Fall is our favorite time of year. So far, it has been a beautiful one with bright sunny days and temperatures in the 70’s.
Last weekend we took advantage of the weather, loaded up our trailer and went camping at a state park that’s just about an hour or so from our home.
We suffered through the typical Friday rush hour traffic and arrived at the campground in the early evening. Soon we were sitting around the fire sipping our adult beverages trying to figure out what we were going to do the next day.
One of the things we always like to do when we’re out in nature is hike. And this particular park had some decent trails, but most of them were way too short for our liking. I’m talking about a mile or less in distance. When we spend the majority of a day hiking, we like to do at least 7 to 10 miles.
There was one trail that traversed around a lake – a backpacking and bridle trail – which was 31 miles long, so I decided we would do that one. Not the whole thing of course. It was settled…We’d wake up in the morning, eat some breakfast (blueberry pancakes) hike 3 – 4 miles, then turn around and hike back. I had it all planned out.
So the next morning after we ate, we were getting ready to head out on the trail. However, Doug wasn’t feeling it. He injured his back last year pretty badly and he had a rough night on our less-than-high-quality mattress, and his back was killing him.
I said, “That’s OK, we don’t have to go, we can just hang around camp today or drive down to the beach instead.”
He replied, “No, lets go hiking. Maybe my back will loosen up after we get going.”
So off we went.
Mud, Ruts and Horse Poop
The trail was fairly easy for a short bit, but then we ran into some really nasty muddy stretches where the horses had carved deep ruts in the trail. It definitely made for some rough going at times. We also had to dodge several large piles of poop deposited by those same horses. To be quite honest, the hiking kind of stunk up until then because the trail meandered between two roads and we could see houses and cars zooming by. It wasn’t exactly the pristine forest that we were hoping for. But we kept sloshing forward.
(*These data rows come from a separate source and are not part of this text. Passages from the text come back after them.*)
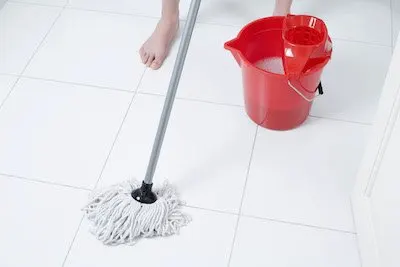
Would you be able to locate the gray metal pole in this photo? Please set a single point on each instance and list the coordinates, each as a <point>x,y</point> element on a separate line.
<point>173,86</point>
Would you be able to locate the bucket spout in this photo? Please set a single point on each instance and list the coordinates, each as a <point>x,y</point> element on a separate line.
<point>234,47</point>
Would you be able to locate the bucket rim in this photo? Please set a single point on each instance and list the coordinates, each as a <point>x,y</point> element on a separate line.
<point>252,65</point>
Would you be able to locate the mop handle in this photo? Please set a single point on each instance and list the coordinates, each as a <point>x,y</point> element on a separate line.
<point>173,86</point>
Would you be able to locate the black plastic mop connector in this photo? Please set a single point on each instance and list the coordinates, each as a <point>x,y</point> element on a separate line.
<point>144,194</point>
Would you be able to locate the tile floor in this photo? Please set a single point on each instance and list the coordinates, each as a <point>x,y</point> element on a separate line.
<point>78,110</point>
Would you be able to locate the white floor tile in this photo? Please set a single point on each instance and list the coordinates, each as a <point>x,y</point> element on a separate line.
<point>210,72</point>
<point>22,28</point>
<point>6,83</point>
<point>352,19</point>
<point>353,82</point>
<point>59,133</point>
<point>43,2</point>
<point>306,175</point>
<point>151,8</point>
<point>205,155</point>
<point>206,241</point>
<point>263,243</point>
<point>93,48</point>
<point>38,222</point>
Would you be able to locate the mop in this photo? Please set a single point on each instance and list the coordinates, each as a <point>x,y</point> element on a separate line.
<point>124,213</point>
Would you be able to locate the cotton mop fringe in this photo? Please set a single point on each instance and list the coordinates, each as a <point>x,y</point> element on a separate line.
<point>116,218</point>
After a while we got to a point where the trail forked. The map that we had was horrible and didn’t show this fork, so we had a hard time knowing where we were at, which way to go, or how far we had already gone. We weren’t lost by any means (since we could always just turnaround), but we just were not sure of where we were at (if that makes any sense).
Then we saw a little tiny sign hidden behind a tree that indicated that we were on the right trail and pointed us in the right direction. Thankfully, it directed us into a thick shady forest, but at the same time straight towards a horribly steep climb.
I thought outloud, “Gee, I think we’ve gone about 3 miles or so, do you just want to start heading back?”
Doug replied, “Nah, let’s keep going. My back is feeling better and we haven’t gone that far yet (according to his stupid Fitbit) and it’s just now starting to get good.”
So we kept hiking.
Eventually, the trail led us to the top of a ridge where the sun was shining brightly and I was starting to feel miserable. I was tired, out of breath, hot and thirsty (for some reason we only brought two bottles of water). I wanted to quit. But then the trail wound back into the shade and I felt I could go a bit further.
I’m glad that we did because the trail lowered down into a ravine where there was a beautiful waterfall with some large flat slabs of rock for us to sit upon. We rested, ate some lunch and let our dog play in the water for a bit. It was a perfect spot!
After we were done there, we turned around and headed back towards camp the way we came.
And we almost never do this…As we were on the final stretch, we slowed down a bit, held hands and finished the hike together.
A Mirror of Our Affair Recovery Journey
Later that evening while sitting around the fire, I mentioned how our hike that day mirrored our affair recovery journey.
At the beginning, it was me who was doing all the work. I was doing all the reading. I was scouring the blogs and surfing the Internet for anything that might help. I was the one who called the counselor. I was the one looking at myself and my faults. I was the one making changes.
When things got hard I had to learn how not to pretend anymore. I had to own my new reality. I had to learn how to process pain. I had to keep doing the work. And there were certainly times when I wanted to quit and stop the “climbing.”
Yet Doug was now committed. He started doing the hard work and didn’t want to go back to the way things were and the way he used to be.
Yes, there were times that we each thought there were inequities – where one of us thought we were doing more than the other. Times where Doug thought he was moving forward while I was feeling sorry for myself or times where I was finding my strength and power and had to prod Doug to pick it up a bit.
It was several months into our affair recovery journey – probably 2 years or more – before we felt we were moving in stride – together. I’m grateful that I had the patience to wait for that moment. And though there were times when we each felt like giving up, I’m also grateful that we never felt like giving up at the same time.
I would encourage you to take your own hike in the woods – hopefully together. And be patient in those moments when you feel as though one of you is working harder or pulling more weight than the other. And watch for those moments when you’re hiking in sync, together.